As I lay in the hospital, I thought for the first time about my future. Never had I really cared before about what was to come in my life. As I stared at my arm, hurt and fear throbbed in my heart. I then realized the lives I had damaged of the people I loved the most. I needed to say those four words that I had never thought I would say in my lifetime. “Help me, I’m sick.”
As always my mom was by my side in that hospital room. So I turned to her and for the first time broke the silence of all the suffering I had endured. I confided in her that I was scared of dying because secretly I embraced life. “Please find me a place that I can go to get help for my cutting”, I pressed. Being the pillar that she was and is, my mom took my hand and ran her hand through my hair, “I’m on it.”

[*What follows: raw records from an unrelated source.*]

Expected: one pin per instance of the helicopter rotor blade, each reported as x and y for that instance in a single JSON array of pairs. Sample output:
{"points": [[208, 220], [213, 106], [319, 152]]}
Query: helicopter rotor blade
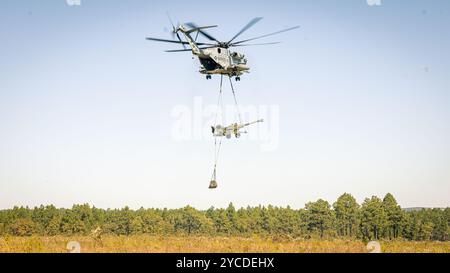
{"points": [[185, 50], [273, 43], [175, 42], [166, 41], [249, 25], [264, 36], [202, 32]]}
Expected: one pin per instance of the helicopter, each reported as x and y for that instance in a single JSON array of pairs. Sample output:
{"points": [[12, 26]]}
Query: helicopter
{"points": [[216, 58]]}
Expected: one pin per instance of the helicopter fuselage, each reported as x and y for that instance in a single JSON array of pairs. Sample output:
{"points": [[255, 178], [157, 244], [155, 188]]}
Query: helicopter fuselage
{"points": [[217, 60]]}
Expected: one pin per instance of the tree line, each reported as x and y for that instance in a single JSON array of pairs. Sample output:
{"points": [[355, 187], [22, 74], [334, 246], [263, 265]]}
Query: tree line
{"points": [[374, 219]]}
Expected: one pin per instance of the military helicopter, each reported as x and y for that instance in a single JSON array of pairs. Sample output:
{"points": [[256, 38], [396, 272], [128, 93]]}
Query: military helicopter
{"points": [[217, 58]]}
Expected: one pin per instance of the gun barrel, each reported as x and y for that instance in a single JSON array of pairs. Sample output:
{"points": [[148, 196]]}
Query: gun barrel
{"points": [[248, 124]]}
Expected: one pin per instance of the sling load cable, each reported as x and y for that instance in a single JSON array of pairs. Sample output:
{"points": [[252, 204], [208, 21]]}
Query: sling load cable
{"points": [[235, 101], [217, 144]]}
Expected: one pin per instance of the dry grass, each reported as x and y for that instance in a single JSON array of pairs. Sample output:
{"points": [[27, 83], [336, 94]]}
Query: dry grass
{"points": [[171, 244]]}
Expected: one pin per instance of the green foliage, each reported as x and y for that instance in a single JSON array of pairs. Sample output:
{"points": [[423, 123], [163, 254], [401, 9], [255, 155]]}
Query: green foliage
{"points": [[347, 218], [375, 219], [320, 216]]}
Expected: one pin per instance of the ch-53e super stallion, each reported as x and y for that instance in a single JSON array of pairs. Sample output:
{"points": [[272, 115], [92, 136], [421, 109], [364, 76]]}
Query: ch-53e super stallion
{"points": [[216, 58]]}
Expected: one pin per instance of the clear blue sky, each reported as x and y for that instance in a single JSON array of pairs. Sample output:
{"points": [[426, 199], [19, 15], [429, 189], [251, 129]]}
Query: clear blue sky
{"points": [[85, 104]]}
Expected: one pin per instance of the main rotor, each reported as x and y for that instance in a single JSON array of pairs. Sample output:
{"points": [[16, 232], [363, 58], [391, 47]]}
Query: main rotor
{"points": [[217, 43]]}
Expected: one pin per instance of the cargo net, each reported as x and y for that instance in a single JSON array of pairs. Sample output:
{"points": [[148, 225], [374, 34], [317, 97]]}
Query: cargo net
{"points": [[217, 137]]}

Because of my cut I was sent to the psychiatric hospital yet again. This time, unlike the others, I had determination with the glimpse of a goal. That first day during visiting hours my mom and dad came in to see me with smiles on their faces. They filled me in on research they had done the night before about a hospital in Chicago called S.A.F.E Alternatives. It was the place for people who wanted to stop self-injuring. At that moment, without any hesitancy I agreed to give the place a call.

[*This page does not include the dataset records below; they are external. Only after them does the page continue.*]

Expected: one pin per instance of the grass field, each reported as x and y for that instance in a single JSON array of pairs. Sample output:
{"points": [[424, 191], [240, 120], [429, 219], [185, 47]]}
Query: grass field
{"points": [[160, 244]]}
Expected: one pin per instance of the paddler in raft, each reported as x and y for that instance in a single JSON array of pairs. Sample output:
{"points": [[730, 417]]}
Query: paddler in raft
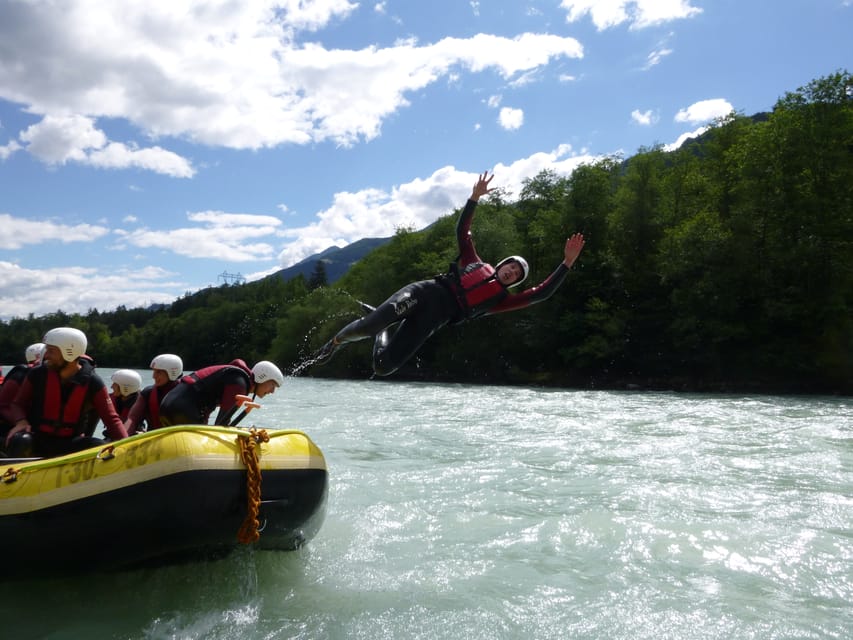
{"points": [[58, 404], [470, 289], [198, 394]]}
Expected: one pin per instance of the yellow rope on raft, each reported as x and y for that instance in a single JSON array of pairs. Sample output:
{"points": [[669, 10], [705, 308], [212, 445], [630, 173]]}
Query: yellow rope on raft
{"points": [[249, 451]]}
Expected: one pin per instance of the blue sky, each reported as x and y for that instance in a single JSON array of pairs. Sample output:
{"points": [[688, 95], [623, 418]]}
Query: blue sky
{"points": [[148, 147]]}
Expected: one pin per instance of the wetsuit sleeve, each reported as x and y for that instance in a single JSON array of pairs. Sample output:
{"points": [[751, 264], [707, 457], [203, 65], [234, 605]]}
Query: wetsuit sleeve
{"points": [[136, 414], [107, 413], [228, 401], [467, 252], [540, 292]]}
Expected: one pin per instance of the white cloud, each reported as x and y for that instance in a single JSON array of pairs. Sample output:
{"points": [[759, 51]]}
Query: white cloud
{"points": [[511, 119], [379, 213], [78, 289], [224, 74], [704, 111], [645, 118], [684, 137], [655, 57], [62, 139], [8, 149], [638, 13], [20, 232], [223, 236]]}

A short time after discharge from the hospital, I found myself with my suitcase in hand boarding a plane bound for Chicago. Upon arrival, the totality of what I was taking on built up and my whole being quivered with anxiety, but unlike other times I pressed on. Slowly but surely, I took my first step into recovery. That month in Chicago was some of the hardest work I have ever done in my life. Every day, all day, I sifted through my past, present and future in seven hours of therapy. I worked like I had never worked before helping myself heal, learn and grow. The transformation that happened was life altering.
The year was 2001 when I spent the month at S.A.F.E. and it is with tears in my eyes that I can proudly say I have been injury free ever since. It seems like a lifetime ago, these last 12 years, since I have cut. The remnants from those days of suffering that stick with me the most are the physical scars I see daily running up and down my arms. The difference is today I have learned to see them not as a failure, but as war wounds and signs of triumph. Today I can truly say to myself, “I love you,” and mean it.